We have so far discussed all the basic features of Blockchain, and examined its internal implementation, at least at a theoretical level. On the technical side, there are several processes and intricacies not explored here. These are however, vital in tying the system together and allowing it to function as a comprehensive unit. In conclusion, Blockchain is definitely a newer field compared to other notable ones, but is in no way less impactful. Its effects are resonating throughout the world, and large-scale attempts are being made to utilize it to make advancements in several technologies. Concepts within Blockchain like Smart Contracts are quickly expanding its usability and functionality. Be it for faster file sharing through IPFS to help usher in Web 3.0, or in Linux Foundation’s Hyperledger Project to change the way we do business world over, the potential for Blockchain to change our lives is limitless and unquestionable. This is what makes it a subject of interest to computer scientists worldwide.

NOTE: This article mainly aimed to educate the reader on the basic features of Blockchain.

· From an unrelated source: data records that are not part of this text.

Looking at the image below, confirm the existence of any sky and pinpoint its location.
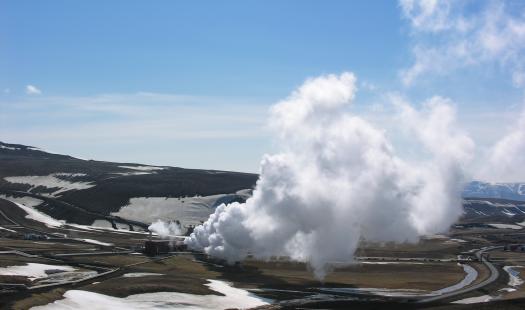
[0,0,525,172]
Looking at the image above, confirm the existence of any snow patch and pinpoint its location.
[0,195,44,208]
[31,280,270,310]
[73,238,113,246]
[0,226,16,233]
[4,172,95,197]
[0,199,65,227]
[0,263,76,281]
[488,224,523,229]
[503,266,523,287]
[122,272,164,278]
[452,295,493,304]
[118,166,166,171]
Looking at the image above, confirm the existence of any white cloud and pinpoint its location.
[26,85,42,95]
[400,0,525,86]
[186,73,473,278]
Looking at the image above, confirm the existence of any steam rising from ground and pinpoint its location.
[148,220,182,237]
[186,73,473,278]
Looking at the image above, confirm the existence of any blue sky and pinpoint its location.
[0,0,525,172]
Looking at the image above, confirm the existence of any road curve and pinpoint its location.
[417,246,503,303]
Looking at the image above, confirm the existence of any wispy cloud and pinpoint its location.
[400,0,525,87]
[0,92,268,171]
[26,85,42,95]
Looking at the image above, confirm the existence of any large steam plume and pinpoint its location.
[186,73,473,278]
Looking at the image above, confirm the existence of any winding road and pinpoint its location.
[417,246,503,303]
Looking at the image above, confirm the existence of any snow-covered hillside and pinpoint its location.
[463,181,525,201]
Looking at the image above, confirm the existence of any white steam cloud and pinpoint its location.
[186,73,473,278]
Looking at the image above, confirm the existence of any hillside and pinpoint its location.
[0,142,257,225]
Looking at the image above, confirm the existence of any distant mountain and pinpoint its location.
[0,142,258,225]
[463,181,525,201]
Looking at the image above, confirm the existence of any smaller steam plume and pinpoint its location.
[148,220,182,238]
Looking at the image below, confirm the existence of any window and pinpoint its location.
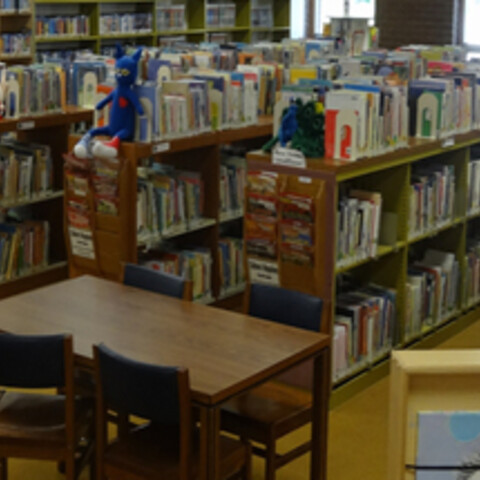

Readers interested in delving further may refer to topics such as Smart Contracts, which greatly expand the functionality of the Blockchain. Also, the concept of Blockchain was tackled here mainly from the viewpoint of Bitcoin specifically. There are other cryptocurrencies with different features that aim to solve some of Bitcoin’s perceived shortcomings. Outside of cryptocurrencies as well, there are other applications of Blockchain that are more dynamic, and with more diverse features, such as Ethereum and Hyperledger, to name a few.